Broadly speaking, it's a three-pronged approach to sustainable investing:
Environmental – having a positive impact on the environment
Social – positive relations with employees, customers and stakeholders
Governance – better leadership practices, executive compensation plans and shareholder rights
While ESG assets have more than doubled in 2019, they're largely concentrated in funds run by industry heavyweights like iShares and Vanguard, who are using scale to offer low-cost products.
- iShares ESG MSCI USA Leaders ETF (SUSL): $1.59 billion
- iShares MSCI KLD 400 Social ETF (DSI): $1.55 billion
- Xtrackers MSCI USA ESG Leaders Equity ETF (USSG): $1.49 billion
- iShares MSCI USA ESG Select ETF (SUSA): $1.17 billion
Source: ETF Trends
But despite the obvious appeal of owning ETFs that favor renewable energy, lower carbon emissions or better treatment of employees, ESG has proven to be a tough sell, especially in the United States.
There are currently 87 ESG products tracking roughly $16 billion in the U.S. — a mere fraction of the nation's $4 trillion total ETF assets and well below Europe's $124 billion ESG ETF business.
This leaves a large untapped market for ETF providers to fill. The uptake has been slow, because some investors fail to see a clear path to outperformance.
Tom Lydon, CEO of ETF Trends said Monday on CNBC's "ETF Edge" that there's a fear that ESG is "gimmicky" or simply a "feel-good investment that puts the investor on higher moral ground with little else to show."
Luke Oliver, head of index investing for the Americas at DWS Group, said on the same show that the key misconceptions about ESG are that investors will have to give up returns or make some kind of activist play by buying into these stocks.
His two ESG ETFs — the Xtrackers MSCI USA ESG Leaders Equity ETF (USSG) and the Xtrackers S&P 500 ESG ETF (SNPE) — aim to create diverse portfolios using best-in-class ESG picks from a broad swath of sectors. The two funds launched earlier this year and have so far raised $1.5 billion.
- Microsoft: 7.5%
- Alphabet: 5.5%
- Johnson & Johnson: 2.6%
- Visa: 2.3%
So far, the fund, which tracks MSCI USA, is trading roughly in-line with the S&P 500 this year, up about 11% since early March, compared to the S&P's 10% gain over the same time period.
"Our objective is to look like [these benchmarks], but to be aware of the E, S and G," Oliver said.
His other fund, SNPE, also roughly tracks the S&P 500 — up 5% since late June compared to the S&P's 3% gain.
The fund looks at all S&P 500 constituents but strips out companies involved in tobacco or controversial weapons, and that score poorly against key UN standards. The remaining companies are then selected based on an ESG score, while at the same time mirroring the sector weightings of the S&P 500.

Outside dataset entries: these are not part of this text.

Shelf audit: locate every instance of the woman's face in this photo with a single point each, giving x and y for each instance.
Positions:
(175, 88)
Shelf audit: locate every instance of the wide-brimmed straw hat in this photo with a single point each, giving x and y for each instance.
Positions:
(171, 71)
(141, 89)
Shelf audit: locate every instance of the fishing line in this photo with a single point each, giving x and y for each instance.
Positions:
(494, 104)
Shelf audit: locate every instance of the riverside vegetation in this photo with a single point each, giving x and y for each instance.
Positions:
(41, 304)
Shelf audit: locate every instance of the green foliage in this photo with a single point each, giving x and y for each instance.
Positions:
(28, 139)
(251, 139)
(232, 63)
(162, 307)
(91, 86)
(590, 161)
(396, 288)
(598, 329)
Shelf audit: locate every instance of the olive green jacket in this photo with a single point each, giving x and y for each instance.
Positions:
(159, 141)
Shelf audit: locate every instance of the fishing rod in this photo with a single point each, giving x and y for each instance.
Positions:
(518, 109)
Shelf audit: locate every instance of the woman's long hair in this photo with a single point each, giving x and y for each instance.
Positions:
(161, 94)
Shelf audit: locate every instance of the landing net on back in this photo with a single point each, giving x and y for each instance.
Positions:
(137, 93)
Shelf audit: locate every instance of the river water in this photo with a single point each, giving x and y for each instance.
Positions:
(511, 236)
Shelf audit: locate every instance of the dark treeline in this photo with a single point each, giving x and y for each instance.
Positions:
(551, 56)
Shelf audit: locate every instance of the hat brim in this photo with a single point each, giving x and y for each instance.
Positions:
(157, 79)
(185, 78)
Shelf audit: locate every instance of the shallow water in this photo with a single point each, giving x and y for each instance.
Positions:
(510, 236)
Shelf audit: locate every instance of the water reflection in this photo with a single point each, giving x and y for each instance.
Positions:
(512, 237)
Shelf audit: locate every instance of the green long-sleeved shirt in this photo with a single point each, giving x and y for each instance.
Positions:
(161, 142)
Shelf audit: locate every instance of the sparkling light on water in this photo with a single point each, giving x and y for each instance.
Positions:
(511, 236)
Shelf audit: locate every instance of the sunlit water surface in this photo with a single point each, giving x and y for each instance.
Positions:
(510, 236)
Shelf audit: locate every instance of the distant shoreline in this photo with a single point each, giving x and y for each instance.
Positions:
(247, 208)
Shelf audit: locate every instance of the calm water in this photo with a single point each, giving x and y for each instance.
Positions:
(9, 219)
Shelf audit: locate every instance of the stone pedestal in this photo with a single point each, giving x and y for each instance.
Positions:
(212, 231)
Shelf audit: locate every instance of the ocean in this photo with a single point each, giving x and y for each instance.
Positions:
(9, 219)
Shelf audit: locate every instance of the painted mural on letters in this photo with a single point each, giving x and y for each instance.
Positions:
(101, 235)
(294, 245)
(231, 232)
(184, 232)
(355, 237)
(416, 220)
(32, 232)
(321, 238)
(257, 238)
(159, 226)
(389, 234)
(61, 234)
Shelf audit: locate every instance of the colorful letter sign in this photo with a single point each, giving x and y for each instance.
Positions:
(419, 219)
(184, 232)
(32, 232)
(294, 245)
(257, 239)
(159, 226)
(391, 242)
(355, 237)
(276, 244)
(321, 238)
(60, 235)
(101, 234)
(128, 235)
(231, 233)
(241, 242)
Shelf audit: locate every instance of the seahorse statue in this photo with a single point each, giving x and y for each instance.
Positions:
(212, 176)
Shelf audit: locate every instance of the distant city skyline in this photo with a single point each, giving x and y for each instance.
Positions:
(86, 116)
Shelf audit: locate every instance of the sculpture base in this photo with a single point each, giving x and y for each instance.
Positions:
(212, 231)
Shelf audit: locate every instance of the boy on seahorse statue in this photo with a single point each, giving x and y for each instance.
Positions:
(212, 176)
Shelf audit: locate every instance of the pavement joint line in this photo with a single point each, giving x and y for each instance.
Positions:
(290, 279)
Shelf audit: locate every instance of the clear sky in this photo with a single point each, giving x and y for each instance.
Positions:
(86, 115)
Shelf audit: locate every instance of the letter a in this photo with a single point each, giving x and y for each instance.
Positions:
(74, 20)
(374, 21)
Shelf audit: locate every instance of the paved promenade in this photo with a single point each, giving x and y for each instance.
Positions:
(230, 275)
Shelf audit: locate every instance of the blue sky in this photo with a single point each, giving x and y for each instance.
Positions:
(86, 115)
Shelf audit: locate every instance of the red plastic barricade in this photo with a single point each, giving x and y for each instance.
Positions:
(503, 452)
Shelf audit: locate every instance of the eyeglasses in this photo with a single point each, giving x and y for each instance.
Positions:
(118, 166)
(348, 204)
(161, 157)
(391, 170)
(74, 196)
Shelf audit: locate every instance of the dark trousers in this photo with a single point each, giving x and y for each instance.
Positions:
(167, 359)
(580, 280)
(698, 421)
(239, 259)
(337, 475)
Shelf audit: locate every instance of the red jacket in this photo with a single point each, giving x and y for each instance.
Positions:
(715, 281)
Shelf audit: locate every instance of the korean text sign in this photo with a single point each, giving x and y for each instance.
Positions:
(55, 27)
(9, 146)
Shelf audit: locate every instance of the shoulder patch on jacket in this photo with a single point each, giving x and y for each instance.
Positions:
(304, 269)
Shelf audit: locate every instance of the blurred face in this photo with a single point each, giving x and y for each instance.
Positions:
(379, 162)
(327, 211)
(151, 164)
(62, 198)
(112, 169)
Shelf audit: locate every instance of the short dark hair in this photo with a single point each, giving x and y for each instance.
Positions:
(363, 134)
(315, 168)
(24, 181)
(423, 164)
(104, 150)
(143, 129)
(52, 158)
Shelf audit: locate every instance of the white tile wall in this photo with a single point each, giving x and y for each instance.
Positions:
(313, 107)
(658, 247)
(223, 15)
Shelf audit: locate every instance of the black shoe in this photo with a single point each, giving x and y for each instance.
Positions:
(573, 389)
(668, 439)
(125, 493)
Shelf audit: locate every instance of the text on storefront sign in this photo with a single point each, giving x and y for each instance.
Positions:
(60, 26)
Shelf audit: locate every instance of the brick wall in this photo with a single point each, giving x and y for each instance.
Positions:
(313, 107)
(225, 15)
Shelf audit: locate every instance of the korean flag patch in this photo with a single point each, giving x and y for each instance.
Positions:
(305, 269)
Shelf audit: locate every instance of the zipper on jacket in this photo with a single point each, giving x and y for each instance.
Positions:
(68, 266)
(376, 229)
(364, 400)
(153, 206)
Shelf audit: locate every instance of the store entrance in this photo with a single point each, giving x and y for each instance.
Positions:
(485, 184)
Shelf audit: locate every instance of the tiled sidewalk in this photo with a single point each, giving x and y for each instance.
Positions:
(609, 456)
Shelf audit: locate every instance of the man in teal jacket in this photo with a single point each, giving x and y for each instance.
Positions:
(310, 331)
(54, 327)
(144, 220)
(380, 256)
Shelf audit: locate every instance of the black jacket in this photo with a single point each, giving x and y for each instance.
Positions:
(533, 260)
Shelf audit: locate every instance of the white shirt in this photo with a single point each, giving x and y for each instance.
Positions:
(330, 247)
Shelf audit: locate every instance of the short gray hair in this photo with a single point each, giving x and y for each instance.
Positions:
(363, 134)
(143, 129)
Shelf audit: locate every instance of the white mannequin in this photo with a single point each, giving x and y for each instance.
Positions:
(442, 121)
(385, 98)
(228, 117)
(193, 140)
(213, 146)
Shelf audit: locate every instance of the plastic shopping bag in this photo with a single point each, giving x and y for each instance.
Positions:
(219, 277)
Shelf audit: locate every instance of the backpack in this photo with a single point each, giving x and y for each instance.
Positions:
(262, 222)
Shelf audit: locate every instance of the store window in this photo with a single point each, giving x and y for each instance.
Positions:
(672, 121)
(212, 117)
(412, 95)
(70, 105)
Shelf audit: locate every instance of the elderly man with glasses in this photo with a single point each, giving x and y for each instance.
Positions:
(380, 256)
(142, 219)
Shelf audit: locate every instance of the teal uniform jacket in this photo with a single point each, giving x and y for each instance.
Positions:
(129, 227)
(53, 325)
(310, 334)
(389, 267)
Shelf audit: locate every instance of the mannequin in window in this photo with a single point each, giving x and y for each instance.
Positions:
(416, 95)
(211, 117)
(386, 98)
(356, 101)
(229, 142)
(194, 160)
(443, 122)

ExxonMobil, for instance, is one of SNPE's larger holdings.
"You would think, 'Energy company, that's got to be bad for the environment.' But we pick the better ESG-scoring energy companies and [they] are some of the biggest spenders in renewable energy," Oliver said.
Todd Rosenbluth, head of ETFs and mutual fund research at CFRA, also noted that lower fees should start to draw in more interest in the space.

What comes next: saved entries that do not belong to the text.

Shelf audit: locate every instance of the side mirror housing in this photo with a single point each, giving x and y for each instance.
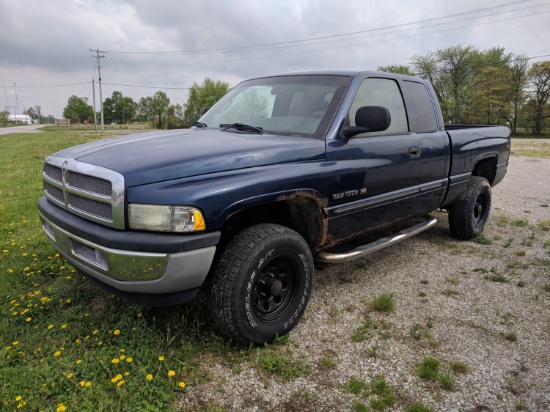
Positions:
(368, 119)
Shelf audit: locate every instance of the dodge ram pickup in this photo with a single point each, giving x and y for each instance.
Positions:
(270, 178)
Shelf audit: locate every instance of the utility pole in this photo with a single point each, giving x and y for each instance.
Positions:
(100, 91)
(95, 113)
(16, 102)
(166, 86)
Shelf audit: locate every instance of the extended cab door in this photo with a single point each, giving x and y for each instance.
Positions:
(434, 144)
(374, 177)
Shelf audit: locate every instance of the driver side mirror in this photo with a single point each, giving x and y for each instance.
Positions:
(368, 119)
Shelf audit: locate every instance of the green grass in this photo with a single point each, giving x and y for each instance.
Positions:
(428, 369)
(384, 303)
(418, 407)
(355, 386)
(65, 341)
(459, 367)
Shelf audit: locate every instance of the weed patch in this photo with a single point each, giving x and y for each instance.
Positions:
(384, 303)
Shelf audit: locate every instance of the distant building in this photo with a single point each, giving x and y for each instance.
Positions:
(19, 118)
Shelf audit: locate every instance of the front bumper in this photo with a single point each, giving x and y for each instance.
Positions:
(130, 261)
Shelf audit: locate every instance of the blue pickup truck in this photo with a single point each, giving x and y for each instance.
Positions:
(269, 179)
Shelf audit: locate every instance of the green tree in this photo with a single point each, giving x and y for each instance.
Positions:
(119, 109)
(539, 80)
(35, 113)
(248, 106)
(176, 117)
(398, 69)
(517, 79)
(78, 109)
(202, 97)
(155, 108)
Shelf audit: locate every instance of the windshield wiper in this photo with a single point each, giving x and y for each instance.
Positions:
(242, 127)
(200, 124)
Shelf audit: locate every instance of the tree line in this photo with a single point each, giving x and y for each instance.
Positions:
(485, 86)
(473, 87)
(155, 109)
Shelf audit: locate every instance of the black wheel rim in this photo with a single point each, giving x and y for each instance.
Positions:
(480, 208)
(273, 291)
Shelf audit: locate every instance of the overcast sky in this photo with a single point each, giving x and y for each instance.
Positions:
(167, 45)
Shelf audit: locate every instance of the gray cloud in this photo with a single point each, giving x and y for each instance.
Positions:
(49, 45)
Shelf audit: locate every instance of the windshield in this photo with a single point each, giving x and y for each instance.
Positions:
(300, 105)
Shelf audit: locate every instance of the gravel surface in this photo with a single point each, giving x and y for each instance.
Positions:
(484, 305)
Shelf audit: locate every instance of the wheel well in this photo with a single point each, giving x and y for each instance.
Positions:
(303, 215)
(486, 168)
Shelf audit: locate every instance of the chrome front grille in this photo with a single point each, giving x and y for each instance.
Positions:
(89, 183)
(90, 206)
(92, 192)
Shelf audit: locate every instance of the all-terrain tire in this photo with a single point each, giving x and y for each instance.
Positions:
(468, 215)
(261, 284)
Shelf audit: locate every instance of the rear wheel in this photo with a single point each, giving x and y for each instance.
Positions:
(261, 284)
(468, 215)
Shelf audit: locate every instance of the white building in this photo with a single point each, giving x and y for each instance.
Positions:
(20, 118)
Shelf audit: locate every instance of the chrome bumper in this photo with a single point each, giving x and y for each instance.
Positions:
(130, 271)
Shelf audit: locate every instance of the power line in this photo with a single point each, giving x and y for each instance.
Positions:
(337, 47)
(147, 87)
(267, 45)
(58, 85)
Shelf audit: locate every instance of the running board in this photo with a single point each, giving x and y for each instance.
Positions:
(374, 246)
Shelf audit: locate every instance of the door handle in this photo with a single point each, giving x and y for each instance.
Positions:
(414, 152)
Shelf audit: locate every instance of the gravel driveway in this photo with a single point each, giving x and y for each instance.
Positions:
(482, 309)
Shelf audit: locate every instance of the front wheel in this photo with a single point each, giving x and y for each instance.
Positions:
(261, 284)
(468, 215)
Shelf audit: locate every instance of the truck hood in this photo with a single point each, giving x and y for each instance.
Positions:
(158, 156)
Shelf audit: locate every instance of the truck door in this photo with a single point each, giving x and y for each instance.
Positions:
(434, 143)
(373, 177)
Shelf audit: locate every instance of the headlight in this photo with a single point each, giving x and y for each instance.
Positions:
(160, 218)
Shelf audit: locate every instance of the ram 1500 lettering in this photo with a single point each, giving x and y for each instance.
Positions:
(276, 173)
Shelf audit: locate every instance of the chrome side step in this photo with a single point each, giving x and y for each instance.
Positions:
(374, 246)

"People have historically thought [ESG] was a premium product," he said. "But now the costs have come down and they're more likely to come and take a look."
These days, investors can get exposure to ESG on a relatively low-cost basis — roughly 10 basis points for USSG and 11 basis points for SNPE. But according to ETF.com, the overall average expense ratio for sustainable ETFs is closer to 0.41%.
Still, Oliver said he's seeing a growing appetite for ESG.
"There's a transfer of wealth to the millennial generation, [which are expected] to invest through this type of socially aware responsibility," he said. "So, the fact that we're seeing something like $30 trillion is going to move from baby boomers to millennials over the next 20 years really means that companies are going to have to sit up and take notice."
Lydon said he has no doubt ESG will gain traction — it's just a matter of educating investors and spreading awareness.
"We have a generation growing up right now that is really adamant about sticking with this type of investing," he said. "I think we're just getting started."
Bottom line: ESG could well move the needle on corporate behavior, but longer-term performance and real returns will be key.